In a press conference last week on Capitol Hill, the National Pork Producers Council urged the Obama administration to send to Congress implementing legislation for and lawmakers to approve the free trade agreements with Colombia, Panama and South Korea.

NPPC joined with the American Farm Bureau Federation, American Soybean Association, National Association of Wheat Growers, National Cattlemen’s Beef Association and National Corn Growers Association in calling for action on the FTAs.
 
“For us to remain a successful and viable industry,” said Doug Wolf, NPPC president and pork producer from Lancaster, Wis., “we need new and expanded market access. And the way to get that is through free trade agreements.”
 
Pork industry
For the U.S. pork industry, the deals with Colombia, Panama and South Korea will add more than $11 to the price producers receive for each hog and would generate more than 10,000 jobs, according to Iowa State University economist Dermot Hayes.
 
Wolf also warned about the perils of not approving the trade agreements.
 
“We need to implement these FTAs now,” Wolf said, “because while these deals have languished for more than three years, our competitors have negotiated their own trade agreements with Colombia, Panama and South Korea, and the United States has lost market share in those countries.”
 
Iowa State’s Hayes has estimated that the U.S. pork industry would be out of all three markets in 10 years if the United States fails to implement the FTAs and Colombia, Panama and South Korea move forward on trade deals with other nations.
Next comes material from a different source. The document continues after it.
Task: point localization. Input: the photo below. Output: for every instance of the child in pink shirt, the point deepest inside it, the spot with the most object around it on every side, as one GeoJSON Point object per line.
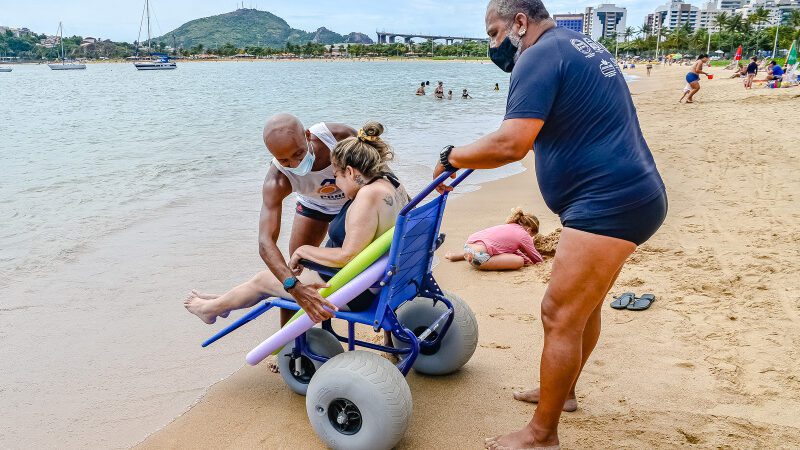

The United States would lose thousands of jobs under such a scenario.
 
“Our industry can’t afford that; our country can’t afford that,” said Wolf.
 
Exports are vital to the U.S. pork industry, which last year shipped nearly $4.8 billion of pork, an amount that added about $56 to the price producers received for each hog marketed.
 
In a related matter, Wolf urged Congress to allow to go forward a U.S. Department of Transportation program that will allow Mexican trucks to haul goods into the United States. Mexico has agreed to lift tariffs on $2.4 billion of U.S. goods, including pork, once the program is implemented.